Faculty Profile, Lab Website

Affiliated Centers

    
Complex Systems Center

 

Selected Courses in Energy & Grid Power Systems

EE 217 Smart Grid

Smart Grid: Using information/communication technology to modernize electric power/energy systems, including generation, transmission, distribution and consumption. Electricity physics/economics/policy; renewable energy; energy storage; demand response; energy efficiency; distributed generation; advanced metering infrastructure; distribution automation; microgrids; synchrophasors; HVDC and FACTS systems.

EE 218 Power Electronics

An introduction to the field of power conversion using power electronics devices. Topics include Energy and Power, AC-to-DC Converters, DC-to-DC Converters, DC-to-AC Converters, Elements of Control and Design of Power Converters, Applications of Power Electronics in Renewable Energy and Microgrids. Simulations and experiments illustrate concepts. Final project related to renewable energy.

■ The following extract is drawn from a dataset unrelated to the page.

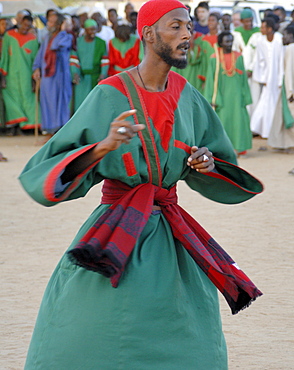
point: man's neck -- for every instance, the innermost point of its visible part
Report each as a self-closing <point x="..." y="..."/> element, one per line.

ME 236 Renewable Energy Harvesting

Covers the engineering fundamentals of different renewable energy technologies, including wind power, tidal power, solar power, biomass, hydropower, etc. Focus placed on the mathematical derivation and application of small scale vibration energy harvesting technologies.

ME 238 Energy Systems Engineering

Engineering assessment of both potentially sustainable and unsustainable practical primary energy systems. Examination of options of meeting demand and impacts on the environment.